Global and External Factors
- International tensions, supply chain disruptions, and dependence on imports for critical inputs like fertilizers and crude oil expose the economy to global shocks, complicating efforts toward stable and inclusive growth.
Way Forward for India’s Inclusive Growth
- Promote Sustainable and Efficient Economic Growth
To achieve the vision of a ‘Viksit Bharat’ (Developed India) by 2047, India must sustain an annual growth rate of around 8%. This requires increasing productive employment, emphasizing skill transition programs inspired by successful international models like Singapore’s SkillsFuture. Rapid labor reforms, higher minimum wages, and transparent wage policies are critical to this objective. - Invest in Technology and Innovation
Investing in research, development, and modern technologies will enable India to diversify its economy, improve productivity, and create more inclusive opportunities, especially for youth from weaker sections. Prioritization of critical sectors such as renewable energy, digital infrastructure, and advanced manufacturing will be crucial. - Focus on Environmental Sustainability
Embedding environmental sustainability into economic development involves promoting renewable energy, energy efficiency, and sustainable transportation. Initiatives like the International Solar Alliance and Mission LiFE aim to align economic growth with climate resilience and ecological preservation, ensuring long-term inclusive benefits. - Enhance Social Inclusion
Investment in education, healthcare, water, and sanitation is vital to empower disadvantaged groups. Implementing progressive taxation, gender budgeting, and affirmative action will promote equitable access to resources and opportunities. Expanding social safety nets and ensuring transparent delivery of welfare schemes are essential steps. - Strengthen Political Empowerment and Governance
Empowering marginalized communities through political participation and ensuring a level playing field in electoral processes are necessary for accountable governance. Strengthening institutions to ensure transparency, reduce corruption, and simplify regulations will enhance the efficiency of public service delivery. - Foster Multi-stakeholder Partnerships
Collaboration among government agencies, private sector, civil society, and local communities can significantly enhance resource mobilization, accountability, and reach. Civil society’s role in monitoring public programs and fighting corruption can further ensure that benefits reach the intended populations.

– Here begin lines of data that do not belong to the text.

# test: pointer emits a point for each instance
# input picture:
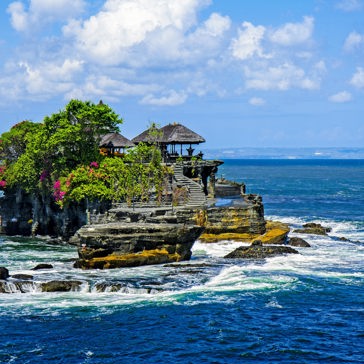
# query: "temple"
(178, 148)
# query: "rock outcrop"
(298, 242)
(4, 273)
(313, 228)
(242, 221)
(257, 251)
(130, 238)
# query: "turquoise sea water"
(306, 308)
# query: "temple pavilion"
(114, 144)
(175, 141)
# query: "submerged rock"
(61, 286)
(298, 242)
(133, 238)
(43, 266)
(313, 228)
(23, 277)
(258, 251)
(4, 273)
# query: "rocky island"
(121, 202)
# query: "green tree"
(41, 153)
(13, 143)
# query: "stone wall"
(245, 219)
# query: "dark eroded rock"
(43, 266)
(298, 242)
(60, 286)
(24, 277)
(260, 252)
(4, 273)
(313, 228)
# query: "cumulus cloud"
(41, 12)
(248, 42)
(41, 81)
(358, 78)
(257, 101)
(353, 41)
(124, 30)
(349, 5)
(280, 77)
(293, 33)
(171, 98)
(340, 97)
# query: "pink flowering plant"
(2, 177)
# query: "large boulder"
(61, 286)
(43, 266)
(313, 228)
(4, 273)
(131, 238)
(258, 251)
(298, 242)
(241, 222)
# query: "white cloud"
(124, 30)
(353, 41)
(281, 77)
(171, 98)
(257, 101)
(349, 5)
(40, 81)
(293, 33)
(248, 42)
(358, 78)
(41, 12)
(340, 97)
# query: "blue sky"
(241, 73)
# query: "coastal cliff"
(131, 237)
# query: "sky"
(240, 73)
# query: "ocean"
(304, 308)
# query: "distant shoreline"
(343, 153)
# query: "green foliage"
(44, 152)
(135, 177)
(61, 158)
(14, 142)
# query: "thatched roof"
(179, 134)
(150, 135)
(170, 134)
(115, 140)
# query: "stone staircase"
(196, 196)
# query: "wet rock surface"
(298, 242)
(60, 286)
(129, 238)
(258, 251)
(4, 273)
(43, 266)
(313, 228)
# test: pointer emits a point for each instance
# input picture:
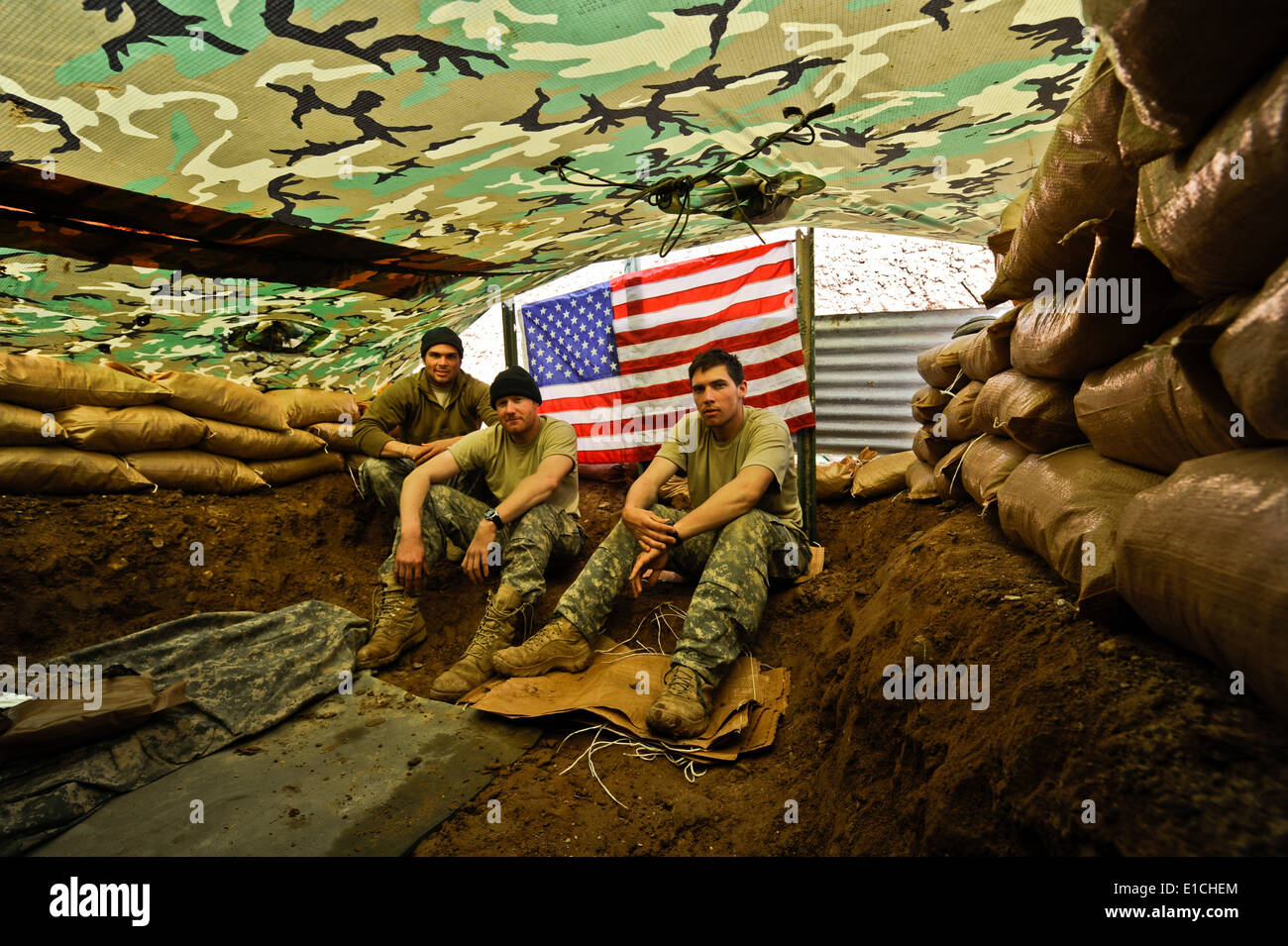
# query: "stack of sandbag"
(108, 429)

These approaches collectively aim to create a balanced, inclusive growth trajectory that benefits all sections of society, ensuring long-term development and social harmony.
FAQs
1. What are the major causes of income inequality in India?
Income inequality in India arises from factors such as unequal access to education and healthcare, job polarization, skill disparities, regressive social structures, regional imbalances, informality in the labour market, and unequal ownership of land and capital.

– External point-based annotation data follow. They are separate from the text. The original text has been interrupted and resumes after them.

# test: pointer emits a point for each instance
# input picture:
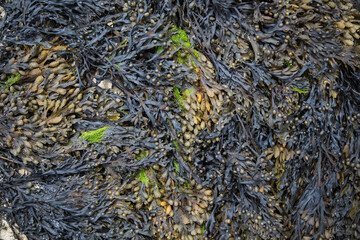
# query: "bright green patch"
(203, 229)
(143, 176)
(11, 81)
(177, 169)
(189, 91)
(176, 145)
(142, 155)
(299, 90)
(178, 97)
(289, 65)
(124, 43)
(159, 49)
(94, 136)
(123, 112)
(182, 39)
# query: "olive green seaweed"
(94, 136)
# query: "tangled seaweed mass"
(171, 119)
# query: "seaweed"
(180, 119)
(94, 136)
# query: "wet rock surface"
(180, 119)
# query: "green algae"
(299, 90)
(142, 155)
(143, 176)
(177, 169)
(177, 93)
(180, 94)
(11, 81)
(95, 135)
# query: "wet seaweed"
(180, 119)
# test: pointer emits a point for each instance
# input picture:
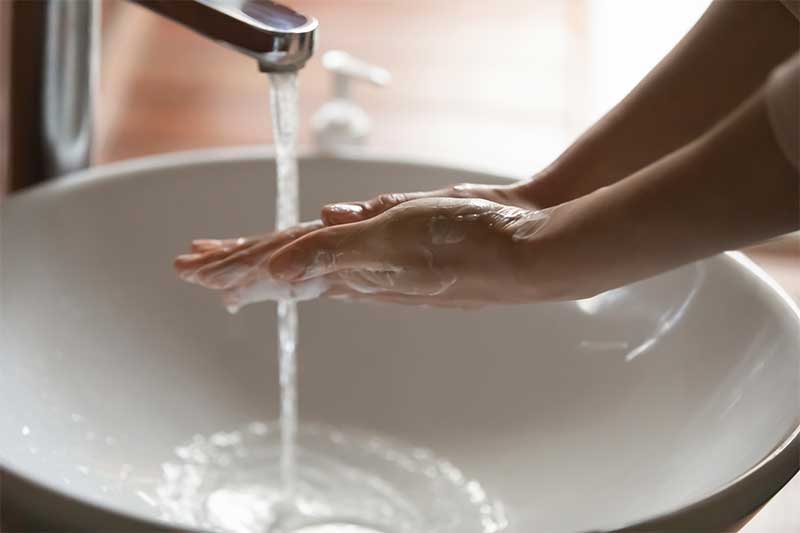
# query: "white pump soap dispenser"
(340, 122)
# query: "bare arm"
(716, 66)
(731, 187)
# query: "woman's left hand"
(453, 252)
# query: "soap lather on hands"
(452, 247)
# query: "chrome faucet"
(54, 65)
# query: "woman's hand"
(238, 268)
(454, 252)
(515, 194)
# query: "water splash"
(346, 481)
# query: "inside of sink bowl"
(627, 406)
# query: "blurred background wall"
(504, 85)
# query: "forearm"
(722, 60)
(731, 187)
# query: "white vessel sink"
(669, 404)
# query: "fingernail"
(349, 210)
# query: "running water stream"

2. How does income inequality affect economic growth?
High inequality reduces overall demand, restricts human capital formation among disadvantaged groups, weakens social cohesion, and can hinder long-term economic growth by limiting equal participation in the economy.

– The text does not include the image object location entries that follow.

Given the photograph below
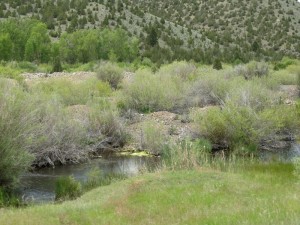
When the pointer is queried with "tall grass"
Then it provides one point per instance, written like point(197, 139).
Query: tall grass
point(186, 154)
point(67, 188)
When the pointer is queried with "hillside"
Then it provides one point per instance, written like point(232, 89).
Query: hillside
point(199, 30)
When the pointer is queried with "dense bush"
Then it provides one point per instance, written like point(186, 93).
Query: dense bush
point(150, 92)
point(252, 69)
point(15, 123)
point(111, 74)
point(186, 154)
point(284, 63)
point(152, 138)
point(67, 92)
point(232, 126)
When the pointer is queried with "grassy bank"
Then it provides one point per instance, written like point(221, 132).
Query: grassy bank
point(253, 194)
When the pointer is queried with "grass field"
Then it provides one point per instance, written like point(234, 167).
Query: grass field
point(253, 194)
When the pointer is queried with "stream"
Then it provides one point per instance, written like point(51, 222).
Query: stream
point(39, 186)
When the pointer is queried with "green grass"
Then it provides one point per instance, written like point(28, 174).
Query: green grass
point(254, 194)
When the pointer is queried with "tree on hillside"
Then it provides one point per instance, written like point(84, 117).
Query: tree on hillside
point(37, 47)
point(152, 38)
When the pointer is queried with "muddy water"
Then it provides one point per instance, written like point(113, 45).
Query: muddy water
point(39, 186)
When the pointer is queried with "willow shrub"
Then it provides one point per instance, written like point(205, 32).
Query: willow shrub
point(70, 92)
point(149, 92)
point(110, 73)
point(15, 121)
point(231, 125)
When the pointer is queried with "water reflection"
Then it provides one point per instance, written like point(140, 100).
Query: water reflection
point(39, 186)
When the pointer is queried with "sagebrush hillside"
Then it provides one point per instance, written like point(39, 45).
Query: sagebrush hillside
point(200, 30)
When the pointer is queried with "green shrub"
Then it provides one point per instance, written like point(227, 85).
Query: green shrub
point(252, 69)
point(8, 198)
point(111, 74)
point(182, 69)
point(150, 92)
point(282, 117)
point(230, 125)
point(15, 122)
point(187, 154)
point(152, 138)
point(217, 65)
point(96, 179)
point(70, 92)
point(67, 188)
point(284, 63)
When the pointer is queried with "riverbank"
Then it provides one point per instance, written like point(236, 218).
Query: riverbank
point(249, 194)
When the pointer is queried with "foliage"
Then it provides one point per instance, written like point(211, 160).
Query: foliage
point(111, 74)
point(97, 179)
point(187, 154)
point(15, 122)
point(233, 126)
point(67, 188)
point(252, 69)
point(8, 198)
point(284, 63)
point(152, 139)
point(67, 91)
point(217, 65)
point(212, 196)
point(150, 92)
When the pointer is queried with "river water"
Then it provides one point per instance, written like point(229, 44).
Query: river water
point(39, 186)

3. What is meant by inclusive growth in the Indian context?
Inclusive growth refers to economic expansion that generates widespread benefits by ensuring equal access to opportunities, reducing poverty, improving social mobility, and promoting equitable distribution of resources across regions and social groups.
4. What policy measures has the Government of India taken to promote inclusive growth?
Key measures include MGNREGA, PMJDY, PM-KISAN, National Education Policy (NEP 2020), Skill India, JAM Trinity, Ayushman Bharat, National Food Security Act (NFSA), and investments in infrastructure and social sector schemes aimed at reducing exclusion.
5. What are the major challenges in achieving inclusive growth in India?
Challenges include persistent regional disparities, slow job creation, high informality, low female workforce participation, quality deficits in education and health, digital divide, and inadequate social protection coverage.